Praktische Selbstcoaching-Übungen für mehr Achtsamkeit im Arbeitsalltag
Die volle Wirkung der beiden folgenden Übungen entfaltet sich durch regelmäßiges Praktizieren. Passen Sie die Durchführung gerne so an, dass die Übung optimal zu Ihnen und Ihrem Arbeitskontext passt.
„Präsenz-Check“ vor Meetings:
Nehmen Sie sich 2-3 Minuten vor dem Meeting Zeit für einen Moment der Stille und Achtsamkeit. Suchen Sie nach Möglichkeit einen ruhigen Ort auf.

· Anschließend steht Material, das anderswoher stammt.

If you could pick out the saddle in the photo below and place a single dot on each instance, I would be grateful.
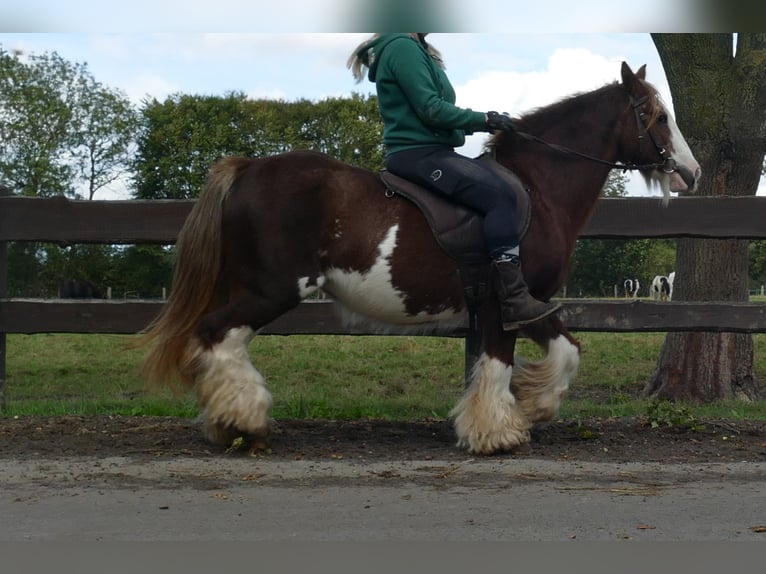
(458, 229)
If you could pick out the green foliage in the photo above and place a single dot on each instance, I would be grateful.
(184, 135)
(598, 265)
(345, 377)
(757, 263)
(665, 413)
(61, 129)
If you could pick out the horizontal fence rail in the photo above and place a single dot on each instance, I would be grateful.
(30, 316)
(66, 221)
(59, 220)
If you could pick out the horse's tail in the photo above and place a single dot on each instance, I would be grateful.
(197, 284)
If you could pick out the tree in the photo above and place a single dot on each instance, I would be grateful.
(719, 96)
(61, 129)
(184, 135)
(103, 138)
(35, 117)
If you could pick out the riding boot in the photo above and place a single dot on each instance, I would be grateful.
(517, 306)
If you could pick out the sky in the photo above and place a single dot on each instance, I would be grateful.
(534, 59)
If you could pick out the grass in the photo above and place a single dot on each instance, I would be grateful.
(342, 377)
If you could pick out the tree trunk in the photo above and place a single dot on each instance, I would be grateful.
(720, 104)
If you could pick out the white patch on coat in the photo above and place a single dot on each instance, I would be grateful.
(372, 293)
(308, 286)
(487, 418)
(540, 385)
(232, 392)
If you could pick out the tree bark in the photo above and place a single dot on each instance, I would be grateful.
(719, 100)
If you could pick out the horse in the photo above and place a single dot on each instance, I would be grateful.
(660, 288)
(78, 289)
(671, 280)
(268, 232)
(631, 287)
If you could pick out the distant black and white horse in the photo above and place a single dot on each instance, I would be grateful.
(631, 288)
(671, 279)
(77, 289)
(661, 288)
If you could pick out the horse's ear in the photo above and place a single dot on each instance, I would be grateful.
(629, 79)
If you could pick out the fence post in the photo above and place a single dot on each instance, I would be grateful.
(3, 293)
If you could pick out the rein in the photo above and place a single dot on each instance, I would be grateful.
(668, 164)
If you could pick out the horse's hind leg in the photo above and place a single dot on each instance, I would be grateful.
(488, 418)
(539, 386)
(232, 392)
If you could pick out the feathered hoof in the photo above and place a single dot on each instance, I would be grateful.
(222, 434)
(494, 442)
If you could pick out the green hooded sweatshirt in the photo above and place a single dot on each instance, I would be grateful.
(415, 97)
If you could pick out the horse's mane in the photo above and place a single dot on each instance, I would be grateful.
(552, 116)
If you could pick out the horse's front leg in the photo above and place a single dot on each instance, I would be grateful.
(488, 418)
(539, 386)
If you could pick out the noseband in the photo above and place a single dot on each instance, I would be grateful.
(668, 164)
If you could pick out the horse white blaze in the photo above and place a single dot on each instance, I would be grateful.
(232, 391)
(539, 386)
(683, 156)
(372, 294)
(487, 418)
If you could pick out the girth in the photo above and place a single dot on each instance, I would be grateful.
(459, 232)
(458, 229)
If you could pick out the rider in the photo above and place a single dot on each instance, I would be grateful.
(422, 126)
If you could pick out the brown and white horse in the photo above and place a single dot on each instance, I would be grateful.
(266, 233)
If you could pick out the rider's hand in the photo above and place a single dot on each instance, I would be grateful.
(500, 122)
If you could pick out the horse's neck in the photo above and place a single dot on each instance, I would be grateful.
(570, 186)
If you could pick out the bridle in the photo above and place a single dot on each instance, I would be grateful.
(668, 164)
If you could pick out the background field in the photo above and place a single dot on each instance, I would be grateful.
(338, 377)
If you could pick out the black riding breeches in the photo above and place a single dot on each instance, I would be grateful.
(467, 181)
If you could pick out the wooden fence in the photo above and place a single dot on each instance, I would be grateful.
(129, 222)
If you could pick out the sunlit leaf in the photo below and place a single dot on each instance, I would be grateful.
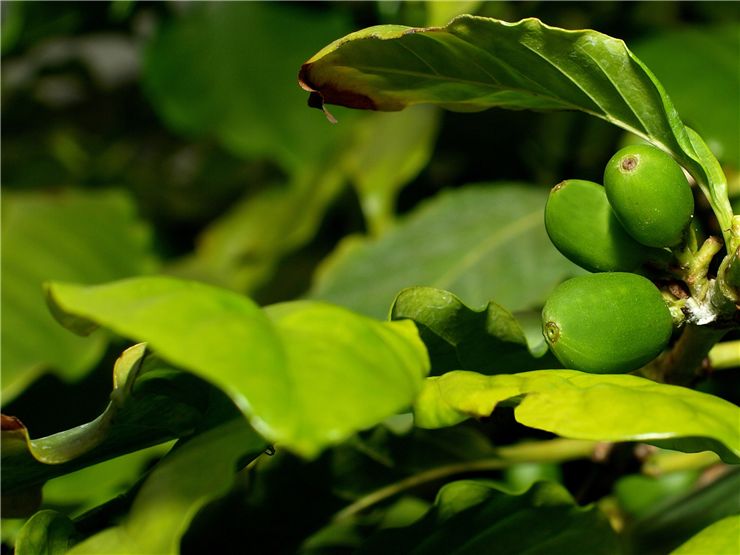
(86, 237)
(306, 374)
(577, 405)
(474, 63)
(710, 104)
(472, 517)
(479, 243)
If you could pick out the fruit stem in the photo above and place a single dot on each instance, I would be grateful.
(682, 365)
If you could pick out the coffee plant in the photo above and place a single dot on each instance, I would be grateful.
(500, 367)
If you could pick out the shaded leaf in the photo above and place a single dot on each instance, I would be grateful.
(387, 151)
(670, 524)
(490, 340)
(306, 374)
(46, 533)
(223, 70)
(720, 538)
(150, 404)
(479, 243)
(589, 406)
(474, 63)
(474, 517)
(89, 237)
(197, 470)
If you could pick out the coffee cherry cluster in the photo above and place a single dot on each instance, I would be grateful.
(615, 320)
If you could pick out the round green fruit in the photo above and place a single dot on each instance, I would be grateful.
(606, 323)
(582, 226)
(649, 194)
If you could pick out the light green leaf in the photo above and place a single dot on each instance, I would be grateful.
(479, 242)
(474, 63)
(577, 405)
(306, 374)
(46, 533)
(490, 340)
(387, 151)
(195, 472)
(721, 538)
(471, 517)
(709, 102)
(228, 70)
(89, 237)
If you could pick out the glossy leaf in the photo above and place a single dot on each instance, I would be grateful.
(150, 404)
(720, 538)
(711, 104)
(46, 533)
(209, 73)
(474, 63)
(306, 374)
(490, 340)
(387, 151)
(472, 517)
(82, 236)
(588, 406)
(195, 472)
(479, 243)
(241, 249)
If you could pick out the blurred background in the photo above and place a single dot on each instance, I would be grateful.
(142, 137)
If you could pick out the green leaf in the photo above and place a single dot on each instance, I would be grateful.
(479, 242)
(710, 102)
(388, 151)
(46, 533)
(151, 403)
(472, 517)
(242, 248)
(474, 63)
(195, 472)
(306, 374)
(227, 70)
(490, 340)
(578, 405)
(670, 524)
(89, 237)
(721, 538)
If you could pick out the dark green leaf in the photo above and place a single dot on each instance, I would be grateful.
(306, 374)
(150, 404)
(228, 70)
(85, 237)
(480, 243)
(720, 538)
(46, 533)
(490, 340)
(471, 517)
(589, 406)
(474, 63)
(194, 473)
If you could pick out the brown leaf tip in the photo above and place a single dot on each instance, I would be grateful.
(9, 423)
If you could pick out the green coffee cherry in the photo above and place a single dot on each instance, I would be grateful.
(606, 323)
(649, 194)
(582, 226)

Setzen Sie sich aufrecht und entspannt hin. Legen Sie die Hände auf Ihren Bauch und spüren Sie bewusst 3-5 tiefe Atemzüge.
Stellen Sie sich folgende Fragen:
- Wie fühle ich mich jetzt – körperlich und mental?
- Was ist mein konkretes Ziel für dieses Meeting?
- Was benötigen meine Mitarbeitenden bzw. Kolleginnen und Kollegen von mir, was benötige ich von ihnen?
Atmen Sie noch einmal tief durch und gehen Sie anschließend fokussiert und kraftvoll in das Meeting.
„Mikropause“ für mehr Achtsamkeit im Berufsalltag:
Planen Sie täglich eine bewusste Auszeit ein.
Idealerweise verlassen Sie dazu Ihren Arbeitsplatz und suchen nach Möglichkeit einen ruhigen Ort auf (z.B. einen leeren Besprechungsraum).
Stellen oder setzen Sie sich bequem hin. Schließen Sie die Augen, wenn Sie möchten. Richten Sie Ihre Aufmerksamkeit für ein paar Minuten auf Ihren Atem, Ihren Körper oder die Geräusche in Ihrer Umgebung. Beginnen Sie mit 8-10 bewussten Atemzügen. Setzen Sie die Übung dann in Ihrem natürlichen Atemrhythmus fort.
Beobachten Sie Gedanken, die dabei auftauchen, wie vorüberziehende Wolken – ohne sie zu bewerten oder an ihnen festzuhalten.
Atmen Sie zum Abschluss noch einmal tief durch.
Kehren Sie erfrischt an Ihren Arbeitsplatz zurück, um wieder energiegeladen und konzentriert weiterzuarbeiten.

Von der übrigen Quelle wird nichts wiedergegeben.